The training begins with a forward pass. Suppose the input observation is \(x \in \mathcal{R}^{1 \times p}\) where \(p\) is the number of input features (in the given example \(p = 2\)). Input data is fed into the network, and each neuron calculates its output based on the weighted sum of its inputs and a non-linear activation function (for example ReLU). In the example given there are \(4\) neurons, and each neuron has \(p\) weights associated with it, which will be multiplied with the input vector of size \(p\) and added together to create a vector of 4. Additionally there’s a bias term in a layer that is also a vector of size 4 and gets added to the output. To smoothen the process between neurons, the action of an entire layer can be summarised to \(y = xW^T+b\) where $W is a matrix of 4 rows and 2 columns and \(b\) is a vector of 4 values.

These outputs then propagate forward through the network until a final prediction is produced. This prediction is compared to the true target value, and the error is calculated through a loss function. Different loss functions are defined based on the task and the data structure of predictions and ground truths. For example a binary cross entropy loss function (bishop_pattern_2006?) is defined for binary classification tasks assuming that the prediction is in the range of \([0,1]\) and the ground truth is in binary.
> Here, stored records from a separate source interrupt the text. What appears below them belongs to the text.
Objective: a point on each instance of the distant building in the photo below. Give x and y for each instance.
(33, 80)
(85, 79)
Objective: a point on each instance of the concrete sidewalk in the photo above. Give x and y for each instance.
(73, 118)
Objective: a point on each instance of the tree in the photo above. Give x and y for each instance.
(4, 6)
The heart of the learning process lies in the backward pass, also known as back-propagation. This step uses the chain rule of calculus to calculate the gradient of the loss function with respect to each weight in the network. Essentially, it determines how much each weight contributes to the overall error. The gradient indicates the direction and magnitude of the change needed to reduce the loss. To update a weight matrix \(W\) we need the gradient of the loss with respect to \(W\) and the learning rate used to indicate how fast and stable the updates to the weights should happen. Together these elements come together to create the basic concept of gradient descent as follows, where the gradient dictates the direction and the intensity the weight should “descend” down the loss surface towards a lower loss.

\[ W_{new} = W + \alpha * \frac{\partial L}{\partial W} \]
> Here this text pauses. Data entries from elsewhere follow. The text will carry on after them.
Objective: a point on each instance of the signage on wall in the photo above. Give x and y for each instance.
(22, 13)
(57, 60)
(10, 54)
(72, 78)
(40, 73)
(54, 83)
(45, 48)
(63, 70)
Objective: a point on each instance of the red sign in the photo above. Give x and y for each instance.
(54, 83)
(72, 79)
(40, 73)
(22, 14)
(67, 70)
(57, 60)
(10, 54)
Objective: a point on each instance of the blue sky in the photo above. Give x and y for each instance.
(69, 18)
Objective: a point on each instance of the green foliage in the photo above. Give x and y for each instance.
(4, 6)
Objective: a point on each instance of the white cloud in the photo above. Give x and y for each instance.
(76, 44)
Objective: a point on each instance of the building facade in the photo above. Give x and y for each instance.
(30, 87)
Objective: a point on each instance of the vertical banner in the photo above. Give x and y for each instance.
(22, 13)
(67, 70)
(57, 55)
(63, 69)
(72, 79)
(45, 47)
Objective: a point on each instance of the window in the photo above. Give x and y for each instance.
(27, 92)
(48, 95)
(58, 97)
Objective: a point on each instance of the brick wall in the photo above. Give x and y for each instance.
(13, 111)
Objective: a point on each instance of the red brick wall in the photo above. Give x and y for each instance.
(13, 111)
An optimization algorithm, such as Stochastic Gradient Descent or Adam (kingma_adam:_2017?), is then employed to update the weights based on these calculated gradients. The optimizer iteratively adjusts the weights in the direction that minimizes the loss. The learning rate controls the size of these adjustments—a smaller learning rate leads to slower but more stable learning, while a larger learning rate can accelerate learning but may also cause instability.
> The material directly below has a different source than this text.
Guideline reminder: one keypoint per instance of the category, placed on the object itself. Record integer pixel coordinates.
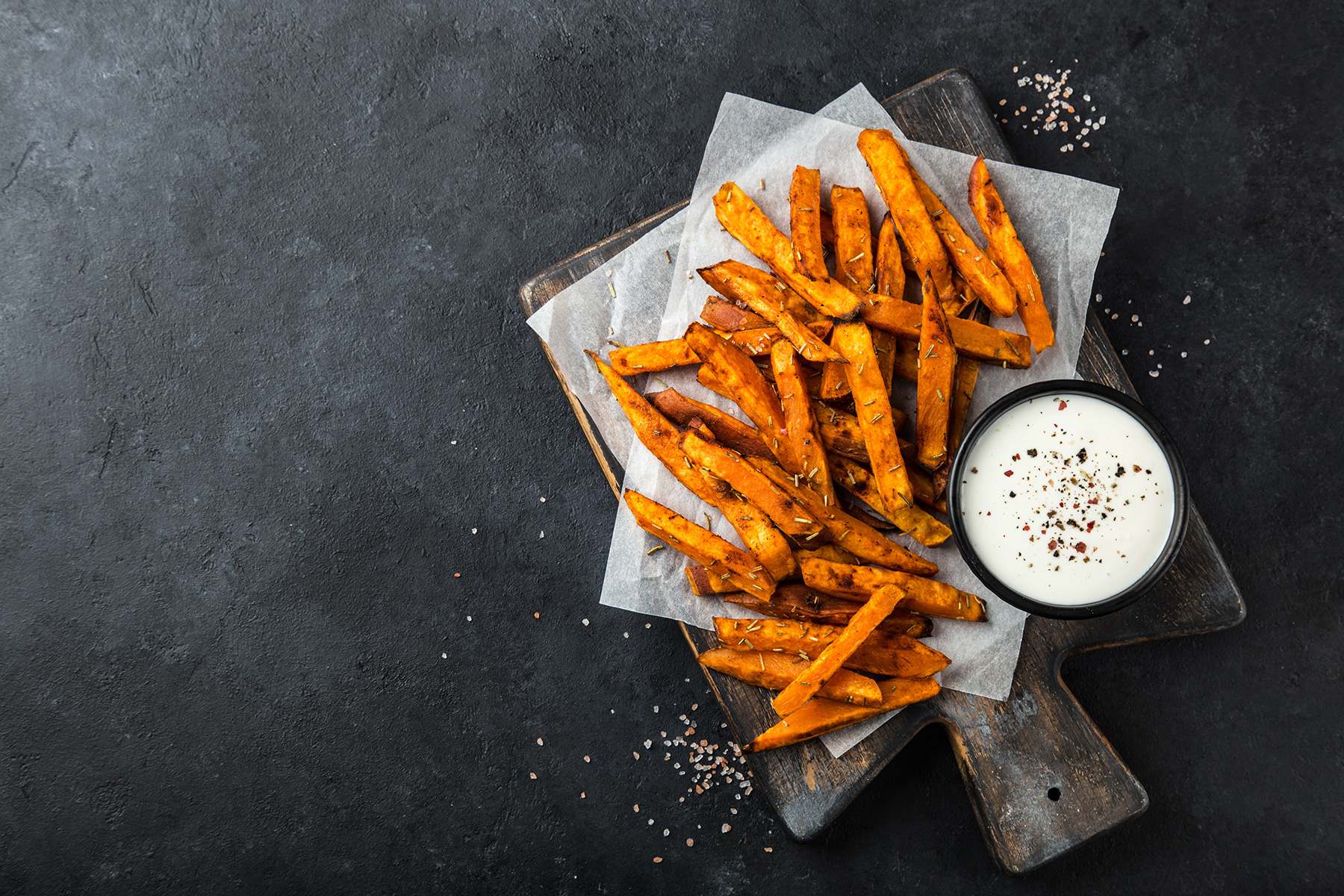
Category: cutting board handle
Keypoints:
(1041, 774)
The entire forward and backward process is repeated for numerous iterations, often referred to as epochs. During each epoch, the network sees the entire training dataset multiple times, allowing it to progressively refine its weights and improve its accuracy.

3.2 Motivation

The educational implications of seeing more complex models in the wild can be concerning. Students learn to equate model performance with complex neural architectures, thereby developing an intuitive tendency toward complexity. This bias persists into professional practice, where engineers default to complex solutions without considering simpler alternatives. The result is a field that consistently over-engineers solutions to problems that may have elegant, simple answers. Therefore it is necessary that educators are made aware of the possibility that parsimonious models can have differing fits based on the randomness in the model. In additon, using complex models where a smaller parsimonious models are sufficient introduces a requirement for additional computational resources, and can be prone to overfitting on the smaller dataset. The motivation for this work is to challenge the assumption that increasingly complex models are always necessary for strong performance. In practice, not all tasks require deep and intricate architectures, and in some cases, a well-initialised smaller model may perform just as well as a larger one.